Credit Eric Thayer, Getty Images

It will begin Thursday at the Wisconsin Center. The annual meetings have been going on since 1908.

Former Wisconsin Gov. Tony Earl attended four of them in the 1980s. He says the state leaders usually spent time venting frustration at the federal government.

He recalls the issues of his day. Some sound familiar.

“The federal government was going deeply in debt, all the state governments had to balance their budgets, we’d talk about that and how unfair it was that we were getting burdened with other stuff,” Earl says.

Earl says environmental concerns were also emerging.

”The federal government wasn’t involved and states were doing a lot of stuff on clean air, clean water and the like,” Earl says.

Earl says one person he palled around with at the conferences was former Arkansas Gov. Bill Clinton. This year, former President Clinton will address the governors.

Earl says he wouldn’t be surprised if Milwaukee sees some of today’s high profile governors such as New Jersey’s Chris Christie or Louisiana’s Bobby Jindal.

Both are mentioned as potential presidential candidates for 2016, along with Wisconsin’s Scott Walker. He will host the event in downtown Milwaukee.

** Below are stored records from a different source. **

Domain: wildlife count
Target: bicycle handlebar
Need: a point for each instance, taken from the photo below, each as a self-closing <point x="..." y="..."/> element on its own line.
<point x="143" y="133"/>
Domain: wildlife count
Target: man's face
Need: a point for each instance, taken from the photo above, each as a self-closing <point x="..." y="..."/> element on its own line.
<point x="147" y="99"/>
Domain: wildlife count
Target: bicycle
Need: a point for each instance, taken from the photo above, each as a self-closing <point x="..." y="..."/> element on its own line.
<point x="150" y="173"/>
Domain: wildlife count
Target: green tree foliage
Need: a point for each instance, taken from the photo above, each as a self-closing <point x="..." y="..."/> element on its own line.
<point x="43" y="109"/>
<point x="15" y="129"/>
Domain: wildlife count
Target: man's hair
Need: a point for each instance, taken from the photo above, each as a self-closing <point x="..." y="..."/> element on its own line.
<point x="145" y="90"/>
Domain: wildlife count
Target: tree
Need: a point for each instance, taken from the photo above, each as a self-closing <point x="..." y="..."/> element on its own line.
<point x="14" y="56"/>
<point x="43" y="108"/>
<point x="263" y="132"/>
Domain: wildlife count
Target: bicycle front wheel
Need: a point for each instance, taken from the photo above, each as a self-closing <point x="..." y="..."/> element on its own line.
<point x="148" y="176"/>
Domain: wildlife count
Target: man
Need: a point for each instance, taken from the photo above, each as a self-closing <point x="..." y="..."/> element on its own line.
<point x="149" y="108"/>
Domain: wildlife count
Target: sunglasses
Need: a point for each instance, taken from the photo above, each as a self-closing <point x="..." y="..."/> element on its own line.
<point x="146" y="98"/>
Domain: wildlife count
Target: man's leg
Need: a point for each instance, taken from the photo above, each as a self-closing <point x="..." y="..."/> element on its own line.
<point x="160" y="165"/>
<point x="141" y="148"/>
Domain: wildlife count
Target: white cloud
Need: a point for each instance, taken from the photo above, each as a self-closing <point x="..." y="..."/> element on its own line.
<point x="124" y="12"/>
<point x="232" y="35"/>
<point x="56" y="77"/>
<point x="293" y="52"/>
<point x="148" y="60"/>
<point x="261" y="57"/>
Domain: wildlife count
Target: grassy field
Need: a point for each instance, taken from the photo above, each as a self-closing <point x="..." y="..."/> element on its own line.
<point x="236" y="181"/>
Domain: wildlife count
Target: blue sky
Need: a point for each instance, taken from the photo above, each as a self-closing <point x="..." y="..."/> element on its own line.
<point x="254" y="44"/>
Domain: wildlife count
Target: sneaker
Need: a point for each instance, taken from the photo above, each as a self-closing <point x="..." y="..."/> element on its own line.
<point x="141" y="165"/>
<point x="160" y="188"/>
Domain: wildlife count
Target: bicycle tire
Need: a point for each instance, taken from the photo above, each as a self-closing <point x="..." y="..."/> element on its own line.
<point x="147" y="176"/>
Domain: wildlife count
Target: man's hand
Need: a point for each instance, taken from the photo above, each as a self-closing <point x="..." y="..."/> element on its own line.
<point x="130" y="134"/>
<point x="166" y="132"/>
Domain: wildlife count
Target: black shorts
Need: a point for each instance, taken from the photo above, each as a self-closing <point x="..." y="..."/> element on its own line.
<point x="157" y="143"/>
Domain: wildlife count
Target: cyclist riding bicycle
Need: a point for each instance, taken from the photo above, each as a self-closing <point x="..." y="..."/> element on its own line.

It will be mostly a congenial gathering, according to political scientist Charles Franklin.

“To socialize with one another, to get to know each other especially within party and to some extent across party lines as well,” Franklin says.

However, Franklin says the state leaders will talk about common problems they face, even though the governors take different approaches to solving them.

Three issues on this year’s agenda are containing health care costs, maintaining roads and bridges and training workers.

One local group that will attempt to bend ears at the conference is the Metropolitan Milwaukee Association of Commerce. Steve Baas is spokesman.  He says it wants the governors to keep business needs in mind.

“Whether it’s in the area of workforce and talent development, tax or energy or regulatory policy, business around our region really is acutely aware of both the national and international competitive marketplace. We need to make sure that our governors are sensitive to how hard we need to compete and what government can do to remove obstacles,” Baas says.

Baas says members of the MMAC will attend some social events planned for the governors. Those will include trips to Miller Park, Discovery World and Potawatomi Casino.

Demonstrators also intend to be on hand. Groups such as Occupy Milwaukee and Move to Amend are summoning members to downtown Milwaukee. Organizers say they’re upset with Republican governors for subverting the power of the federal government and favoring business interests over the rights of citizens.